What about the VX nerve agent? It can enter the human body through
inhalation or through the skin. It can quickly cause convulsions, a
loss of consciousness and death from suffocation because the muscles
can no longer sustain breathing functions. In milder cases, victims
will experience vomiting, headaches, difficulty in thinking, muscle
twitches, weakness, diarrhea and involuntary urination. Antidotes are
available, but they must be administered immediately. Because it is a
chemical weapon, there is no possibility for a vaccine.

These are but three of the nightmares Hussein can inflict upon us.

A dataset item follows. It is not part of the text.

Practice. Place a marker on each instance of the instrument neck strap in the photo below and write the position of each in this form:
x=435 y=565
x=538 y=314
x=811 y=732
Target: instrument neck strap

I firmly believe that to wait for the long-term development of
vaccines and cures is a losing-odds bet on the goodness of Hussein.
Attacks on human beings designed for the maximum of unspeakable
suffering call for nontraditional preventive care on our part.

Getting rid of Saddam Hussein's regime is our best inoculation.
Destroying once and for all his weapons of disease and death is a
vaccination for the world.

Bill Frist (R-Tenn.), a physician, is the Senate majority leader.